Impossible. Most (if not all) BT clients can be configured to use random ports or specific ports. And how do we know this isn't eDonkey, DC or other server-based P2P silliness?
posted by tdischino at 10:36 AM on December 28, 2007


IANAL.

To comcast- mention that someone in the house was running an unprotected wireless access point. Say you have since disabled the open wireless network. (they can't and wont be able to prove otherwise, the DMCA takedown notices are auto generated by bots trauling for files being shared with names they are looking for, and just kick out an IP address. The whole process is automated and flawed, and they get tons of 'false' positives).

To renter / tenant- state that downloading of pirated films / media will not be tolerated and they will not be given wireless access if this happens again. Since there is no way to prove that the IP isn't you, you have to ban it from your entire network. You can look into peer guardian or other software (such as a linksys wrt54g with dd-wrt) to either block the traffic or the information preventing you from being reported.

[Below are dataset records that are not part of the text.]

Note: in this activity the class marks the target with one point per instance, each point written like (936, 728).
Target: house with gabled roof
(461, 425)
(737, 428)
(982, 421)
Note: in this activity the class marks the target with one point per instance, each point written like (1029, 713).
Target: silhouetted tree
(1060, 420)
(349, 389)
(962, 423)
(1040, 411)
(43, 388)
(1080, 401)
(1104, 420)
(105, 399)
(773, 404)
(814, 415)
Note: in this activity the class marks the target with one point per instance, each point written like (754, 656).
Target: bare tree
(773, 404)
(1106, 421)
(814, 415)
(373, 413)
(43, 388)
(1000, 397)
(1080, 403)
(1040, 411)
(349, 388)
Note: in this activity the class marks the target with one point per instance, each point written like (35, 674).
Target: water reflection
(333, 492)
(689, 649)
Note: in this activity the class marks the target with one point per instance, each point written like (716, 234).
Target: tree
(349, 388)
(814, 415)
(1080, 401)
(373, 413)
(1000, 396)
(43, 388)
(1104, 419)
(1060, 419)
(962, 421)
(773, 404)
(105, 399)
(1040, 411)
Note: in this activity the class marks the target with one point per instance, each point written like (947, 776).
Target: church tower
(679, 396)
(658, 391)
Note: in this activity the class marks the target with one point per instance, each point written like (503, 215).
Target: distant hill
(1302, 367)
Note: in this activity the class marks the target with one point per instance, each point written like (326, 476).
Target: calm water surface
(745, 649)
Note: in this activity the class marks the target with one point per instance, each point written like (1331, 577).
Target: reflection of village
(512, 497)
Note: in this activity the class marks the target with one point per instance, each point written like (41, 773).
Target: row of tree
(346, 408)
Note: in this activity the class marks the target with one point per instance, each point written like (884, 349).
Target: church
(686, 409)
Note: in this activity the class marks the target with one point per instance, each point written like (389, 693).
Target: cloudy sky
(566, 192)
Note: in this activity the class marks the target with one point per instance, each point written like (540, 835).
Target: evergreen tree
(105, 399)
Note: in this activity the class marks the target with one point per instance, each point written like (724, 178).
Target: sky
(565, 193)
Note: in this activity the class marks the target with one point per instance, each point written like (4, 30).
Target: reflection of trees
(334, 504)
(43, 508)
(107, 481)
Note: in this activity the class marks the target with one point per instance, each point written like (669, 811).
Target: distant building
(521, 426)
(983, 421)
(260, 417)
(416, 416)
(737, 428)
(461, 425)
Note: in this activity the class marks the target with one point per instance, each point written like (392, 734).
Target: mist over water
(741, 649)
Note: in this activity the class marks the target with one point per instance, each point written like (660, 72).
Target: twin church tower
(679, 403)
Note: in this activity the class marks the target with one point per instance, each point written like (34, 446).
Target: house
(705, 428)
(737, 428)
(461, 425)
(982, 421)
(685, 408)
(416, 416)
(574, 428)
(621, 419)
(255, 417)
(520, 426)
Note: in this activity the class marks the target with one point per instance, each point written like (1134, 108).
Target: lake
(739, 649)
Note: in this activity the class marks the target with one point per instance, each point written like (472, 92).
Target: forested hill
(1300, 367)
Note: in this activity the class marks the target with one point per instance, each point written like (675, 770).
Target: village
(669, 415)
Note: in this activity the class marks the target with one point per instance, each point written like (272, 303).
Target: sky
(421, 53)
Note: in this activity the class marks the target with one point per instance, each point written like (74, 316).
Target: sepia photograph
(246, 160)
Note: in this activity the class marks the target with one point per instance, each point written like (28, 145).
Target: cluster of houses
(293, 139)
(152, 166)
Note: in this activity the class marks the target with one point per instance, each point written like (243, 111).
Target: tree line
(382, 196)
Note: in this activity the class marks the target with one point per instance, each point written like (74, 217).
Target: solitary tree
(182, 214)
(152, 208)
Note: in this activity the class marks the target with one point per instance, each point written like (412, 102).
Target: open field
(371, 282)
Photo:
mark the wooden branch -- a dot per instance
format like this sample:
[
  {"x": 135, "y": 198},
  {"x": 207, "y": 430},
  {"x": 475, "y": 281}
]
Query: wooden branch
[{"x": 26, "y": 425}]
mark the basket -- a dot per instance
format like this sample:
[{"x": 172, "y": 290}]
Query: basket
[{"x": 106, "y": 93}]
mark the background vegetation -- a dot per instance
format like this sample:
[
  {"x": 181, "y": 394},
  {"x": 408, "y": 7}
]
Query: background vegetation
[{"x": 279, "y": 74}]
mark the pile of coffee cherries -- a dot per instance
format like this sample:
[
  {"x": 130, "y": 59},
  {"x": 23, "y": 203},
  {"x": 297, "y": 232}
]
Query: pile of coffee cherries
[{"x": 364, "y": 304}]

Another option is getting something like comcast business, which can give you 5 static ips public, which you can then assign to each tenant (easier if it is hard wired to each unit / bed room). That way you can document who has what IP, so if this happens again you can say "per their rental agreement, 206.123.45.67 is assigned to Bob" etc. If they want wireless, it is their responsibility to set it up and secure it themselves.
posted by mrzarquon at 10:43 AM on December 28, 2007


To echo what's already been said, check out Peer Guardian and urge your tenants to install it on their computers.

Have you spoken to Comcast's Abuse department? I'm not suggesting it purely to make a case that you weren't the one that P2P's in the house; they'll laugh at you, as it's under your name and you are responsible for managing and being the traffic cop of your own connection. But if you call them they may offer suggestions on how to prevent them from using P2P at least to some extent.

Also, if you haven't already, change the password for administrator access to the router so they can't fix things like port forwarding.
posted by booticon at 11:15 AM on December 28, 2007


Consider ditching cable and getting a provider like DSL Extreme (not to plug 'em, but I do use one of their residential packages with eight static IPs, which is a great help for distributing said IPs throughout the home to each tenant) that *does* block outgoing port 25 (mail) by default, and *does not* monitor you for "illegal" downloading. More importantly, a dsl connection is going to have much less bandwidth for uploading, making it less likely your tenants would be able to successfully share music and movies back out (which is, I believe, the thing people keep getting sued over -- not the downloading of the file, but the uploading of it back up to other people.)

Then proceed with the lecture to the tenants anyway, as if your provider was going to keep checking.

Of course, the easier answer is "stop giving them wireless access", and let 'em get their own dsl on their own phone lines.